国学院久我山(東京A)が前橋育英に1-0で競り勝ち、7度目の出場で初の4強に進出した。

 前半から、持ち味の少ないタッチ数でのパス回しで相手のプレスをかいくぐり、主導権を握る。前半終了間際、相手の決定機でGKが飛び出し、ゴールが無人になるも、MF宮原直央主将(3年)がゴール前をカバーし相手のシュートを阻止した。

 大ピンチを脱すると、0-0で迎えた後半12分、FW渋谷雅也(2年)のパスを右サイドで受けたFW内桶峻(3年)が中に切れ込みミドルシュート。ゴール右上に突き刺し先制する。終盤は、相手のロングボール主体の猛攻を受けるも、セカンドボールの的確な予測と、体を張ってゴール前のスペースを消す堅守で守りきった。

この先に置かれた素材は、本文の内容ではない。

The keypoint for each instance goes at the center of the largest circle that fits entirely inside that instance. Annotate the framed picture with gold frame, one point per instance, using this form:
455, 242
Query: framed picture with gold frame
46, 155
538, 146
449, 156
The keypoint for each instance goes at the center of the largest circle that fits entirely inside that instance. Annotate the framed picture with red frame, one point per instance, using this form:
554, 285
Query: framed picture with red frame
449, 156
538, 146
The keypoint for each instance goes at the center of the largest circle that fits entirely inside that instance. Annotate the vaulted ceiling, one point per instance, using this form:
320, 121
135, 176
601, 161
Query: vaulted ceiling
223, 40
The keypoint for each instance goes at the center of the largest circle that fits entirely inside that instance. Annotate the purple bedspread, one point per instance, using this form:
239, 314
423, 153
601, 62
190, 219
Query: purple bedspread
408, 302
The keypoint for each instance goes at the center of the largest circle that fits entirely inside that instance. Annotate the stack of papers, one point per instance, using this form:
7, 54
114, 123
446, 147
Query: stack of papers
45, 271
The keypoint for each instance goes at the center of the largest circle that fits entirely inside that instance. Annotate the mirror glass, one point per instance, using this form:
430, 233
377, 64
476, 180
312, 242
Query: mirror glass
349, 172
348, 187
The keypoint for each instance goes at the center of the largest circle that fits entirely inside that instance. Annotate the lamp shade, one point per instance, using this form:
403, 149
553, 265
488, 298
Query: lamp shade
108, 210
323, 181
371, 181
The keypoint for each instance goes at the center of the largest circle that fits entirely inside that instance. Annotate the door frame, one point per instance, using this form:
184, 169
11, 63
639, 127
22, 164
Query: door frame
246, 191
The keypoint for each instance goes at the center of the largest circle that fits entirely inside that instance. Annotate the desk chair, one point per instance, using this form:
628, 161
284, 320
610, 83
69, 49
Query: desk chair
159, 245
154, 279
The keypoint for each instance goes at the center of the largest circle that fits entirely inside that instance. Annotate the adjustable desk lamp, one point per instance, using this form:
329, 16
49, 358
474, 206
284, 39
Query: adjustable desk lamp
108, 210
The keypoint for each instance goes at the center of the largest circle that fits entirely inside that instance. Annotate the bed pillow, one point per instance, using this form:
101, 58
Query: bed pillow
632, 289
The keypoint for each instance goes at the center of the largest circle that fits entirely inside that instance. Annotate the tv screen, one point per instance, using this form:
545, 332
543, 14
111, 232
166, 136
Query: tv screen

 新しい歴史を刻む試合終了のホイッスルと同時に、イレブンはガッツポーズした。メンバーはJのジュニアユースから上がれなかった選手が大半だ。一般受験で文武両道を目指し、門を叩いた選手もいる。今季から指揮を執る清水恭孝監督(43)は身長163センチのFW渋谷、167センチのMF名倉を例に挙げ「小柄だし(Jユースの)トップでは厳しいかもしれないが足元の技術は高い。私たちのサッカーをやるためには必要な選手」と話す。。

 国学院久我山サッカーの根幹は、前監督の李済華氏(現J3沖縄GM)が培ってきたパスサッカーだ。日常の練習は2時間と限られているが、パスとトラップの基本技術練習を徹底させている。夏の全国高校総体では、初戦に明徳義塾に逆転負け。清水監督は「このチームはメンタルの強さが課題」としていたが、総体直後の夏合宿で初めて坂道ダッシュなど厳しいメニューを取り組み、欠けていた「粘り」が生まれた。1点を守りきる集中力も、夏から大きく成長した部分だ。

 前橋育英には7大会前、準々決勝で対戦し敗れていた。宮原主将は「素直に嬉しい。今年の久我山の良さは1点勝負で勝ちきること。そこが勝てた大きな要因」と振り返った。次戦は埼玉スタジアムで青森山田と対戦する。宮原主将は「中3日で最高の準備をして、目の前の準決勝に挑みたい」と話した。